The findings of this study that hopelessness is associated with conduct problems seems to correspond to other studies that have associated hopelessness with increased levels of anti-social behavior in different settings among adolescents. In a study of 225 teenagers living in an urban housing project, DuRant et al. [38] found that teenagers who reported use of violence had high levels of hopelessness. Bolland et al. [23] in a city of violent behavior among boys and girls from inner city found that hopelessness was a strong predictor of violent behavior. Duke et al. [20] found that moderate – high levels of hopelessness were independent predictors of violent related outcome [39-42].

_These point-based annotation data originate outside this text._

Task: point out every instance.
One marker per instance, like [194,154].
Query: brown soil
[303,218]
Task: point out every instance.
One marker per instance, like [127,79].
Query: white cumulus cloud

The findings of this study have implication for parents/caregivers and teachers and other stakeholders dealing with adolescents. The people dealing directly with the adolescents particularly parents and teachers have to realize that the adolescents suffer from hopelessness. Unlike conduct problems whose actions and behaviors are observable, hopelessness is not observable. Of great importance to the teachers and parents is that an adolescent with high levels hopelessness is likely to have conduct problems. This suggests that there is need to constantly assess for hopelessness and carry out the appropriate interventions such that punishments should not be the way to deal with adolescents with conduct problems. Questions still remain as to what should be solved first, hopelessness or conduct problems. It not possibly to tell whether the youth lose hope and then engage in conduct behaviors or the conduct behaviors they engage in make them loose hope. Appropriate strategies to reduce the levels of hopelessness among the students and conduct problems need to be thought of and implemented. This would ensure that the adolescent would remain in class throughout and not miss due to conduct problems. This would increase improved academic outcomes. Thus frequent assessment of mental health would be appropriate in schools. This would lead to appropriate interventions being planned and implemented. Since the design of the study could only establish association between hopelessness and conduct problem, there is need for a study that would be able to establish causality. This would be important as prevention of hopelessness would be targeted at the right time and point. The Kenyan media reports of students who commit suicide, either after the results of the national examinations have been announced or in between after a student has been punished by either the teacher or the parent. This kind of study would therefore provide the basis for correct timing of and the intervention.


The study was only done in two sub districts of the country and therefore the results might not be generalized to the whole country. Another limitation was failure to find literature on hopelessness for a similar group and hence lack of reference for the current study or even in the discussion. However, the study was able to point to an area largely not explored and open to possibility of other studies in a related area.